In any case, a "'bare, conclusory assertion' that a petitioner is actually innocent is insufficient to excuse a procedural default." Sweet, 125 F.3d at 1152 n.9 (citing Weeks v. Bowersox, 119 F.3d 1342, 1352-55 (8th Cir. 1997)). To meet the requisite standard for a probability of innocence a habeas petitioner must show that "it is more likely than not that no reasonable juror would have convicted him in light of new evidence." Schlup, 513 U.S. at 327 (emphasis added). Evidence is "new" if it was "not available at trial and could not have been discoverable earlier through the exercise of due diligence." Amrine v. Bowersox, 238 F.3d 1023, 1029 (8th Cir. 2001).

It has been held that "novel circumstances and arguments" may constitute cause to excuse procedural default. McKinnon v. Lockhart, 921 F.2d 830, 833-34 (8th Cir. 1990). "[T]he Supreme Court [has] recognized that cause may exist when the claim raised is so novel that there was no reasonable basis to have asserted it at the time of a petitioner's state appeals." Id. at 833(citing Reed v. Ross, 468 U.S. 1, 16 (1984)). However, "[if] the 'tools were available' for a petitioner to construct the legal argument at the time of the state appeals process, then the claim cannot be said to be so novel as to constitute cause for failing to raise it earlier." Id.. (citing Leggins v. Lockhart, 822 F.2d 764, 766 (8th Cir.1987)).

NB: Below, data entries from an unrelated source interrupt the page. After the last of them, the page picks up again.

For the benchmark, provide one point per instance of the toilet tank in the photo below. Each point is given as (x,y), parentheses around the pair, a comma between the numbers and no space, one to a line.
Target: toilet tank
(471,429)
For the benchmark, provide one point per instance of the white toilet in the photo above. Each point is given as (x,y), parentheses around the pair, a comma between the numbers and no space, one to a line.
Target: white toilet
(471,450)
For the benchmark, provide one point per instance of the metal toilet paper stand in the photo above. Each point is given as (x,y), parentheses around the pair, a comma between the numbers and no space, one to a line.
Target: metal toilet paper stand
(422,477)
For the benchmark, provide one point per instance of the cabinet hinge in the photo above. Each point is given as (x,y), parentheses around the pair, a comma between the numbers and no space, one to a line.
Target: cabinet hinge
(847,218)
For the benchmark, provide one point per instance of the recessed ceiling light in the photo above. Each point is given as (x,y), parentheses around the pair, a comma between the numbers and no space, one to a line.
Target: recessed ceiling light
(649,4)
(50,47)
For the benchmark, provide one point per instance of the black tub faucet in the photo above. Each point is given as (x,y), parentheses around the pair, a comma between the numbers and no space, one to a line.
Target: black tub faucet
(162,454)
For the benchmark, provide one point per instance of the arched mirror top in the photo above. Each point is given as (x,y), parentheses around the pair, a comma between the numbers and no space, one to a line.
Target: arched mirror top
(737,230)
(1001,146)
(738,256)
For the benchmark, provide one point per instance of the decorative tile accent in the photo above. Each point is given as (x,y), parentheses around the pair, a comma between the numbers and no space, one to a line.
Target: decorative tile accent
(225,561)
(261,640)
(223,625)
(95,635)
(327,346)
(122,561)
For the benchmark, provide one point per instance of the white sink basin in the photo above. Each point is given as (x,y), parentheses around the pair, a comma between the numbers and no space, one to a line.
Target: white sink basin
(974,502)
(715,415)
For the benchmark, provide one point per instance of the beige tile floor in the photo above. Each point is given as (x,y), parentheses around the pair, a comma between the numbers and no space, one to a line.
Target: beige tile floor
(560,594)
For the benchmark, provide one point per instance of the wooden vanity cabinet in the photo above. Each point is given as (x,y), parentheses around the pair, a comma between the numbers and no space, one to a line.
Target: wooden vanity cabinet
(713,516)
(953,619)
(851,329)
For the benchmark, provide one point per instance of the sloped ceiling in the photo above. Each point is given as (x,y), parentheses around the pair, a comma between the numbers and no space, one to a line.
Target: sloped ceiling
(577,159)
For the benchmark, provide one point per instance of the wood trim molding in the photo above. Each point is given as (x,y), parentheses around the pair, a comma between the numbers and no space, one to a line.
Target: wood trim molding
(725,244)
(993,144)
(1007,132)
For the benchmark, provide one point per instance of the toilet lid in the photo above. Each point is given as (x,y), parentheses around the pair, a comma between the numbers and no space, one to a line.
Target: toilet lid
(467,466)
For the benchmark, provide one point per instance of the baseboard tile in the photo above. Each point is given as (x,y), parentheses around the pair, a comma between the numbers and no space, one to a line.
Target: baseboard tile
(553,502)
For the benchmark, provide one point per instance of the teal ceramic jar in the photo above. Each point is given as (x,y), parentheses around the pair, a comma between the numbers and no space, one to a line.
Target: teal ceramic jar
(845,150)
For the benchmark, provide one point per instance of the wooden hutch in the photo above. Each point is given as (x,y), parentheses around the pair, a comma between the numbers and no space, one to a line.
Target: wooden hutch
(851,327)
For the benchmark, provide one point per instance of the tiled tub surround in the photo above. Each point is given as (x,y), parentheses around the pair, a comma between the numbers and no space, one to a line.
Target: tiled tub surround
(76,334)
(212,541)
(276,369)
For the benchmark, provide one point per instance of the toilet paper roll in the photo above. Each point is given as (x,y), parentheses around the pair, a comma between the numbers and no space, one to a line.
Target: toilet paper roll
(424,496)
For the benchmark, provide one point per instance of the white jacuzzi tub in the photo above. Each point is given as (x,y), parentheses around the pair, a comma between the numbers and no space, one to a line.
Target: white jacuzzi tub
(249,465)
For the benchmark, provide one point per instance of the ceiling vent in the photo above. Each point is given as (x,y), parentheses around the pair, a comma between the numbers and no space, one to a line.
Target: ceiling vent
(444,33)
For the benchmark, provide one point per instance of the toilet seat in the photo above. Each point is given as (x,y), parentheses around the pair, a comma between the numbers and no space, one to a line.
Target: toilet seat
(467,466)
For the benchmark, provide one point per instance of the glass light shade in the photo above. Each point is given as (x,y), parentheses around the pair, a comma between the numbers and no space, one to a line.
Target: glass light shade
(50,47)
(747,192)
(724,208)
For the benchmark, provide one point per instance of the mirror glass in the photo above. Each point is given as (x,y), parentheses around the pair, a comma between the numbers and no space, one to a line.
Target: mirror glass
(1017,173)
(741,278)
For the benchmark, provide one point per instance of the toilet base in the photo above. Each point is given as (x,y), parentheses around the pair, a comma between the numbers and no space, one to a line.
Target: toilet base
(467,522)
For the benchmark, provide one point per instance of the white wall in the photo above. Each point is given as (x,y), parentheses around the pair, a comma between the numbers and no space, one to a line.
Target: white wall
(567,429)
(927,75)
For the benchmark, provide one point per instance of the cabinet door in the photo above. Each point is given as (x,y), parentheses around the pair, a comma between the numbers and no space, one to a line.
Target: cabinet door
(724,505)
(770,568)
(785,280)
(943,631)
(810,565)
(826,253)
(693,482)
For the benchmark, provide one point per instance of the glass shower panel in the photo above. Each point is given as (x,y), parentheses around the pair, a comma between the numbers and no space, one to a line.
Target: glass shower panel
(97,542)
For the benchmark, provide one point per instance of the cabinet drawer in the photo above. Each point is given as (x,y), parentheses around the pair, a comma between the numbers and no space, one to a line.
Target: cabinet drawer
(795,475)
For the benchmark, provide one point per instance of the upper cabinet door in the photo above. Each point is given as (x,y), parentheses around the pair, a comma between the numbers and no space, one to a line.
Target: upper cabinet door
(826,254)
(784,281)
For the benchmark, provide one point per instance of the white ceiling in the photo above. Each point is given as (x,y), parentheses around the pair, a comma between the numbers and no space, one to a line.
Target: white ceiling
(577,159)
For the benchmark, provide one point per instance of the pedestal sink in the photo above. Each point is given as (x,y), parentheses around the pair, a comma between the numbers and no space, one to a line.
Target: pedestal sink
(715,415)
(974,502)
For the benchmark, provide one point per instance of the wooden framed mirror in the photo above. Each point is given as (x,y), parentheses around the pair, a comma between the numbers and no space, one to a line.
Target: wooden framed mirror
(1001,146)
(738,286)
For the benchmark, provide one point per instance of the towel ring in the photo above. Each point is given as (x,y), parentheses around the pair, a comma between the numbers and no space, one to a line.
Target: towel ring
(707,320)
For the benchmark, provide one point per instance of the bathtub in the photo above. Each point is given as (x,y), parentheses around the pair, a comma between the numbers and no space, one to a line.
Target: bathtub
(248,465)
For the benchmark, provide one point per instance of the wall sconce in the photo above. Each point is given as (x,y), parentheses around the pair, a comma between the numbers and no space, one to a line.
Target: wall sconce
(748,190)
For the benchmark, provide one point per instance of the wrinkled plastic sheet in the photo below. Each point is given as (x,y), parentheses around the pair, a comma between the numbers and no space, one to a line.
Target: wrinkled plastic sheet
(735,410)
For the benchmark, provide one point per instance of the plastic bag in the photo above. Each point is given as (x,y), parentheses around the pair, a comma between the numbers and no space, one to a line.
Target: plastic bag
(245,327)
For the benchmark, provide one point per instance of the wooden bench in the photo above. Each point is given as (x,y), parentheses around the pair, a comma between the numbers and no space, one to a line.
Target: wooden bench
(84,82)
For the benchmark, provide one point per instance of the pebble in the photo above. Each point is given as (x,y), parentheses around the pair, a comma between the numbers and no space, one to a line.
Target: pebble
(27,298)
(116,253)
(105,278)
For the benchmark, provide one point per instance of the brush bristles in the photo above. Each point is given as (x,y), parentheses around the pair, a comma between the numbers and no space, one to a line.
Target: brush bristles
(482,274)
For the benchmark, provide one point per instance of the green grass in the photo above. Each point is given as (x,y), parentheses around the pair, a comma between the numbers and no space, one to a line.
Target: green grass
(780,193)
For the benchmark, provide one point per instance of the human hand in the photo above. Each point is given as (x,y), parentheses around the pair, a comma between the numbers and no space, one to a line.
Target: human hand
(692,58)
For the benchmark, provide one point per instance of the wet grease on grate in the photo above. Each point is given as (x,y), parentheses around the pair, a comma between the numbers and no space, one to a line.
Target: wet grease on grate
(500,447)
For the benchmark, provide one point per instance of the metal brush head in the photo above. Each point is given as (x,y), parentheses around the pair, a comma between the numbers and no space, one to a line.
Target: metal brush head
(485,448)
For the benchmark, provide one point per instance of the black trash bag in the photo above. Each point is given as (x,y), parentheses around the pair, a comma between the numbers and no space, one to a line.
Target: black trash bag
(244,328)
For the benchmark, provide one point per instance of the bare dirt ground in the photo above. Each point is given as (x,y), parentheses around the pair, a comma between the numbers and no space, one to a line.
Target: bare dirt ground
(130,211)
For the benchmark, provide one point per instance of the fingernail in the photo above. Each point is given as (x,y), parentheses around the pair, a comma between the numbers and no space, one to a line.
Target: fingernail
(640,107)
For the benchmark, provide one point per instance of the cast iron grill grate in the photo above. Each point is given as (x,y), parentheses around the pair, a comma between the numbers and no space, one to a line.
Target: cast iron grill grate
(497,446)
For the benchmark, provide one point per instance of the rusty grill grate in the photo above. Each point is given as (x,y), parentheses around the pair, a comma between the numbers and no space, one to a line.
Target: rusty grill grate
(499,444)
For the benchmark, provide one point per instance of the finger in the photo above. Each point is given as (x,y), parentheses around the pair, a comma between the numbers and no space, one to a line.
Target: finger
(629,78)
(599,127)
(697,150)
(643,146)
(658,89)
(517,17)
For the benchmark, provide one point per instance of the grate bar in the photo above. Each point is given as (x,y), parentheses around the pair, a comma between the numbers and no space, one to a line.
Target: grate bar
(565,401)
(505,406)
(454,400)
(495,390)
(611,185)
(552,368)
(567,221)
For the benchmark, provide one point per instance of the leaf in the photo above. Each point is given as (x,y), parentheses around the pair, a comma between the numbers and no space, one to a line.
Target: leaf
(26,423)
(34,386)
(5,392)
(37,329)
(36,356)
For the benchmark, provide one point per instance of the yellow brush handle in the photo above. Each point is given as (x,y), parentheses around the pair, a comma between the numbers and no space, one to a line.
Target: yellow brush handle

In regard to the "prejudice" component of "cause and prejudice," as discussed above, "actual prejudice" is required to overcome the procedural bar. Zinzer v. Iowa, 60 F.3d 1296, 1299 (8th Cir. 1995). "Prejudice, within the meaning of [the ineffective assistance of counsel standard of Strickland v. Washington, 466 U.S. 668 (1984)] occurs when appellate counsel's deficient performance renders the result of the direct appeal unreliable or fundamentally unfair." Id. The Eighth Circuit, however, holds that the "'prejudice' component of 'cause and prejudice' [necessary to excuse procedural default] is analytically distinct from the Strickland prejudice." Id. at 1299 n.7. The "'actual prejudice' required to overcome the procedural bar must be a higher standard than the Strickland prejudice required to establish the underlying claim for ineffective assistance of counsel." Id. (citing United States v. Frady, 456 U.S. 152, 165-68 (1982) (holding that to obtain habeas relief on a defaulted claim, a petitioner must clear a significantly higher hurdle than would exist on direct appeal).

B. Exhaustion

Prior to considering the merits of a state petitioner's habeas claim, a federal court must determine whether the federal constitutional dimensions of the petitioner's claims were fairly presented to the state court. Smittie v. Lockhart, 843 F.2d 295, 296 (8th Cir. 1988). "If not, the federal court must determine if the exhaustion requirement has nonetheless been met because there are no 'currently available, non-futile remedies,' through which the petitioner can present his claim." Id. (citation omitted).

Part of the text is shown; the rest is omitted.